Meadow Springs is a suburb of Mandurah, immediately northeast of Mandurah's central area. Alongside some of Mandurah's most recent land estates, it contains a large golf course, Catholic primary school, Anglican co-educational school, and a war veterans' estate. There are many parks and walking trails near the lake. The upcoming train station will provide convenient public transport, eliminating the need to drive into Mandurah to catch a train.

Shopping
Meadow Springs also contains a small shopping centre, with a Coles Supermarkets and previously a Target department store, separate from the main shopping complex.

Transport
Meadow Springs is serviced by Transperth bus routes operated by Transdev WA—the 558 (Mandurah to Rockingham) & 587 (Mandurah to Lakelands), both connecting the suburb to the Mandurah railway line.

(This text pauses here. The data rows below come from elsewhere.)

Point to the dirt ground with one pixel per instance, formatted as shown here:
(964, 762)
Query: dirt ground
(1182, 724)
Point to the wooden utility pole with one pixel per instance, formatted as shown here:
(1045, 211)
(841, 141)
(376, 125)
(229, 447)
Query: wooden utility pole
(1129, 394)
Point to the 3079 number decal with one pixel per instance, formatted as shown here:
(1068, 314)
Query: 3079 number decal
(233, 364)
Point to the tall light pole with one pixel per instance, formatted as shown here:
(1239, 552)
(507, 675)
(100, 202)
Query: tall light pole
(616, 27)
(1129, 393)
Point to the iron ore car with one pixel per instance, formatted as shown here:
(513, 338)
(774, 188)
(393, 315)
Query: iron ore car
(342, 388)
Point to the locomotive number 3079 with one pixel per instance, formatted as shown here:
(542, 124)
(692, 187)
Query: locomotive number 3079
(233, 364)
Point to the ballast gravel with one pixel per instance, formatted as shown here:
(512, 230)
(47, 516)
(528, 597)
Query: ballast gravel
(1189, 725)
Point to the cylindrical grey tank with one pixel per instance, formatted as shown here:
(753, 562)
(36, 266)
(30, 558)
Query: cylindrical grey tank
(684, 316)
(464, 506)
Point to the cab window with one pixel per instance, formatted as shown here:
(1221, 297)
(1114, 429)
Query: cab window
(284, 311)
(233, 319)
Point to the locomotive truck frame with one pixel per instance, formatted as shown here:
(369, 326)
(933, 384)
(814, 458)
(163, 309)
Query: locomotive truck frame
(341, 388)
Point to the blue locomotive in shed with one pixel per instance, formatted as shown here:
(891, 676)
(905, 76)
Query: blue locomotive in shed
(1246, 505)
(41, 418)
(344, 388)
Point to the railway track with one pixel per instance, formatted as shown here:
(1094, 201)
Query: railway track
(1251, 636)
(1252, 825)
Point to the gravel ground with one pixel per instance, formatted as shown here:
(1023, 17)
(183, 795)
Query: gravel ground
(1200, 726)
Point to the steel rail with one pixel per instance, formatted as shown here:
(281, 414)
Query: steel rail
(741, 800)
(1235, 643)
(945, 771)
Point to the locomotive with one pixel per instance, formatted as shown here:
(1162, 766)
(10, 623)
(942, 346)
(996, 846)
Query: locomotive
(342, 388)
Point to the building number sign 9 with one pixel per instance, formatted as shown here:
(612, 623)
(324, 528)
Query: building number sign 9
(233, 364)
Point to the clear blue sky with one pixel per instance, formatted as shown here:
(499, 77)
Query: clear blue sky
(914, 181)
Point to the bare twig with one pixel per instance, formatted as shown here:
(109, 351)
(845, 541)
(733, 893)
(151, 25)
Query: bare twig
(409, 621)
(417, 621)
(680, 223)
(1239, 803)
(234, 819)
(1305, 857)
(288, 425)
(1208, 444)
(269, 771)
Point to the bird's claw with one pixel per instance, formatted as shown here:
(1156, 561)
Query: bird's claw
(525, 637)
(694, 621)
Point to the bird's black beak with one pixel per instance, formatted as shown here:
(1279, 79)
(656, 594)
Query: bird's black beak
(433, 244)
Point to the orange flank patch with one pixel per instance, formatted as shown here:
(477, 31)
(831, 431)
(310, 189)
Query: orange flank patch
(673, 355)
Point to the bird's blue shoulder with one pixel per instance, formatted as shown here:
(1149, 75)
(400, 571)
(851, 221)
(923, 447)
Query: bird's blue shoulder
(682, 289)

A future train station is planned at Gordon Road in the Business Industry area of Mandurah in Meadow Springs.

Education
Meadow Springs is home to three private schools, Frederick Irwin Anglican School (K-12), Assumption Catholic Primary School (K-6) and Mandurah Baptist College (K-12). Meadow Springs Primary School www.meadowspringsps.com, a brand new government school opened in 2012, It boasts a dental clinic and a special  education support centre.  It currently has a student population of over 900.